Art. 2.Onze Minister van Werk is belast met de uitvoering van dit besluit.

Gegeven te Châteauneuf-de-Grasse, 24 augustus 2005.

ALBERT Van Koningswege : Voor de Minister van Werk, afwezig : De Minister van Begroting en Overheidsbedrijven, J. VANDE LANOTTE _______ Nota (1) Verwijzingen naar het Belgisch Staatsblad : Wet van 5 december 1968, Belgisch Staatsblad van 15 januari 1969. Koninklijk besluit van 16 januari 1975, Belgisch Staatsblad van 31 januari 1975.

Bijlage Paritair Comité voor de ondernemingen van technische land- en tuinbouwwerken Collectieve arbeidsovereenkomst van 8 januari 2002 Conventioneel brugpensioen (Overeenkomst geregistreerd op 31 januari 2002 onder het nummer 60904/CO/132) HOOFDSTUK I. - Toepassingsgebied

Artikel 1.Deze collectieve arbeidsovereenkomst is van toepassing op de werkgevers en werknemers die ressorteren onder het Paritair Comité voor de ondernemingen van technische land- en tuinbouwwerken. HOOFDSTUK II. - Rechthebbenden

Art. 2.Om te kunnen genieten van de bepalingen van deze collectieve arbeidsovereenkomst, dienen de werknemers te voldoen aan de voorwaarden vastgelegd in het koninklijk besluit van 7 december 1992 betreffende de toekenning van werkloosheidsuitkeringen in geval van conventioneel brugpensioen (Belgisch Staatsblad van 11 december 1992) en dienen zij op het ogenblik waarop de arbeidsovereenkomst werkelijk wordt beëindigd, de leeftijd van 58 jaar bereikt te hebben. HOOFDSTUK III. - Aanvullende vergoeding

Art. 3.De werknemers bedoeld in artikel 2, hebben na ontslag recht op een aanvullende vergoeding ten laste van hun werkgever. Die aanvullende vergoeding wordt toegekend vanaf het einde van de wettelijke opzeggingstermijn tot aan de pensioengerechtigde leeftijd.

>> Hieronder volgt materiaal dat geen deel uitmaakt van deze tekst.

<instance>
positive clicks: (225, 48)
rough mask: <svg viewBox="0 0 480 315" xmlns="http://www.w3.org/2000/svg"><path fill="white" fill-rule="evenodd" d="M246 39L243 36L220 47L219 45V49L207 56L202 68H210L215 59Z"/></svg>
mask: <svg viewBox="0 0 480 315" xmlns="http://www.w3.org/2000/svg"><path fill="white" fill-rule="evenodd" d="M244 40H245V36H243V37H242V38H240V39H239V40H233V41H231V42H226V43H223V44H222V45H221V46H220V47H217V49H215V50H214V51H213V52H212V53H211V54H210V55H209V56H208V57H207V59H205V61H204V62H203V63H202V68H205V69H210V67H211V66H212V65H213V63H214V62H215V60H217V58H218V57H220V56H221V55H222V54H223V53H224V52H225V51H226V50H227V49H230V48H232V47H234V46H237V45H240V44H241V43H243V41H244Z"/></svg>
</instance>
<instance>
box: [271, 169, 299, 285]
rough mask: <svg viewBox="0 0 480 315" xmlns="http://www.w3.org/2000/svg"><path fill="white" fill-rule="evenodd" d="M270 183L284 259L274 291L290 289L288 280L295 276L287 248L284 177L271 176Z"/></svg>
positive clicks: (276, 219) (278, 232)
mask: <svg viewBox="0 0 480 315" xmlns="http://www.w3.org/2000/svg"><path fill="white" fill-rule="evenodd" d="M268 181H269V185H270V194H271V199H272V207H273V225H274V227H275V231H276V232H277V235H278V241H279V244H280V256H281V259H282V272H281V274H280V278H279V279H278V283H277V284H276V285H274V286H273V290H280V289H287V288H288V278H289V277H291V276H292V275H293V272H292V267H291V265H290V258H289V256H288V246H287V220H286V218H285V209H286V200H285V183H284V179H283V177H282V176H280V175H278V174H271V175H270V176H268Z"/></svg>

Art. 4.De aanvullende vergoeding is gelijk aan de helft van het verschil tussen het netto refertemaandloon en de werkloosheidsuitkering en wordt berekend en aangepast overeenkomstig de bepalingen van de collectieve arbeidsovereenkomst nr. 17 van de Nationale Arbeidsraad. HOOFDSTUK IV. - Tussenkomst van het waarborg- en sociaal fonds in de aanvullende vergoeding

Art. 5.Het "Waarborg- en Sociaal Fonds voor de ondernemingen van technische land- en tuinbouwwerken", opgericht bij collectieve arbeidsovereenkomst van 25 mei 1976, tot oprichting van een fonds voor bestaanszekerheid en tot vaststelling van zijn statuten, algemeen verbindend verklaard bij koninklijk besluit van 4 oktober 1976, bekendgemaakt in het Belgisch Staatsblad van 30 oktober 1976, betaalt aan de werkgever de in artikel 3 bedoelde aanvullende vergoeding, met inbegrip van de bijzondere maandelijkse werkgeversbijdrage, terug.

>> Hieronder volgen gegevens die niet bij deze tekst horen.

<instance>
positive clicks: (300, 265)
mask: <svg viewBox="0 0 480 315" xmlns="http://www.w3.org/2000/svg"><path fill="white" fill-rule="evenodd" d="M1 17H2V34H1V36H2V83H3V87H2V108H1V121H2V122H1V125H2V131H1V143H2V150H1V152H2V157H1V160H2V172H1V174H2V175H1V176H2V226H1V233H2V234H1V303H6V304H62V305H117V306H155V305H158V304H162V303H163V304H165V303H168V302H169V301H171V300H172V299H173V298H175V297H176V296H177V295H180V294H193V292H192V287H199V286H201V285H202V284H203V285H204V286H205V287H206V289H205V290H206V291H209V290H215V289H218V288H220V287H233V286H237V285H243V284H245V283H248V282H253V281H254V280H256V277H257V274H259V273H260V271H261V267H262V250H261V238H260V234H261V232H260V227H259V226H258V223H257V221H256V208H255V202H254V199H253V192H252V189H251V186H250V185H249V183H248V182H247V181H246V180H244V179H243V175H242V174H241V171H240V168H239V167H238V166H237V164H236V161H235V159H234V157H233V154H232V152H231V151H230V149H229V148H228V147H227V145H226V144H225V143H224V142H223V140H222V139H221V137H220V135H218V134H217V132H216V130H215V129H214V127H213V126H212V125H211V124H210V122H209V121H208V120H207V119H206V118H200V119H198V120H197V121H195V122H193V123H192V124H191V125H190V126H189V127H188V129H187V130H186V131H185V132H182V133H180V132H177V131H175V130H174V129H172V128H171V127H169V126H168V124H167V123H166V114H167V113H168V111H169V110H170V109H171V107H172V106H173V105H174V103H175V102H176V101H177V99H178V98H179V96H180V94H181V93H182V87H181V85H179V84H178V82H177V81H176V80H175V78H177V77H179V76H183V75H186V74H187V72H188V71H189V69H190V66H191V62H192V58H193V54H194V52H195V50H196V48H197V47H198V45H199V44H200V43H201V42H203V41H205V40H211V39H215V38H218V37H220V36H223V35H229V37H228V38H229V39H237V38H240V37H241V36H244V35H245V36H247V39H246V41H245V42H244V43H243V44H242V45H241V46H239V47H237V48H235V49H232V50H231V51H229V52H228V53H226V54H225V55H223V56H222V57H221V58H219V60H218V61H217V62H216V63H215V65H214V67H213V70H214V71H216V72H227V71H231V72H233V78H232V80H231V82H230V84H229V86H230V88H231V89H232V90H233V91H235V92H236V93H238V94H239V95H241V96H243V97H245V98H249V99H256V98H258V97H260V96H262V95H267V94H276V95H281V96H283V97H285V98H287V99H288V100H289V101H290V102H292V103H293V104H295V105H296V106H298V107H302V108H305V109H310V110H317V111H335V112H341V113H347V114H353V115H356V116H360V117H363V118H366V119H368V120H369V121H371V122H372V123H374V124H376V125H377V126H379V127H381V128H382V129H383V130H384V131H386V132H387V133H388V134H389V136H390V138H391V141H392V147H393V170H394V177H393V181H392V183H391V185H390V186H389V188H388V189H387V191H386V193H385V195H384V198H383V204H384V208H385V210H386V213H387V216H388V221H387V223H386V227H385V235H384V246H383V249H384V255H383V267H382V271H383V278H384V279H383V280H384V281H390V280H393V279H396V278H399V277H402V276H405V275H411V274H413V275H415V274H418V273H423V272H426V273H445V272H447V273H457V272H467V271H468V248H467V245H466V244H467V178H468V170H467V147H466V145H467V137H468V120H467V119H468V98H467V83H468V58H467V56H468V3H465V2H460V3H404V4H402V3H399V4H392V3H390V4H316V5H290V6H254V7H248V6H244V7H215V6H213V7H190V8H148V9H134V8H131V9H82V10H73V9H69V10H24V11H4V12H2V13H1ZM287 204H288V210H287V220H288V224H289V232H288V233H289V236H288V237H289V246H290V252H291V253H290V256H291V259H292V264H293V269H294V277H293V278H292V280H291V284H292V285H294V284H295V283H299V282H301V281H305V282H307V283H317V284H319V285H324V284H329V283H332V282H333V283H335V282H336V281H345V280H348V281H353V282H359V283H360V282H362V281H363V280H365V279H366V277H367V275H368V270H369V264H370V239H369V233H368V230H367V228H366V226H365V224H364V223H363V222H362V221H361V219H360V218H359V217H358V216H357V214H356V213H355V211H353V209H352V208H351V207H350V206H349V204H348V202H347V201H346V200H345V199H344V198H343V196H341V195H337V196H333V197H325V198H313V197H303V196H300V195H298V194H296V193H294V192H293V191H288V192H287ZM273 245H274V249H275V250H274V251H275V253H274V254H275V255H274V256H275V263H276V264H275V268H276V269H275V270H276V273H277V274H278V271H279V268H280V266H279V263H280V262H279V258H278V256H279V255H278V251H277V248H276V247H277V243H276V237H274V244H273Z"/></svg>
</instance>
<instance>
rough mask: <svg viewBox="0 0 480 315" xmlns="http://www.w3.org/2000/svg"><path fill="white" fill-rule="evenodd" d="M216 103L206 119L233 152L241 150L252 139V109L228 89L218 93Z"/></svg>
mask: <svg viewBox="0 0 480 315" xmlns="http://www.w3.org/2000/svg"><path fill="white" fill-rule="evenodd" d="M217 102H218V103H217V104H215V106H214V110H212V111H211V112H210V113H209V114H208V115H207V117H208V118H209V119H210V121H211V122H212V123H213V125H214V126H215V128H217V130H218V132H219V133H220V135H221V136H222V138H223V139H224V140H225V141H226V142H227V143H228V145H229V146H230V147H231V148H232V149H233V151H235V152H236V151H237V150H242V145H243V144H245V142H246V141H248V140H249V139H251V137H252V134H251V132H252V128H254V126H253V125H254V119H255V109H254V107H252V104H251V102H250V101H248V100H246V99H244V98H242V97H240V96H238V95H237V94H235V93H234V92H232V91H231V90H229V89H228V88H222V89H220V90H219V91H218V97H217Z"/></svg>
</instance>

Art. 6.Alleen de werkgevers waarvan bruggepensioneerde werknemers gedurende de twee jaren voorafgaand aan hun brugpensioen onafgebroken door een arbeidsovereenkomst verbonden zijn geweest met een werkgever die onder het Paritair Comité voor de ondernemingen van technische land- en tuinbouwwerken ressorteert, kunnen genieten van de in artikel 5 bedoelde tussenkomst.

Art. 7.Onverminderd artikel 4 van deze collectieve arbeidsovereenkomst, wordt de tussenkomst door het waarborg- en sociaal fonds berekend op basis van het gemiddelde van de lonen die de werknemer heeft ontvangen gedurende de twaalf maanden voorafgaand aan zijn brugpensioen, en niet op basis van het loon van de refertemaand.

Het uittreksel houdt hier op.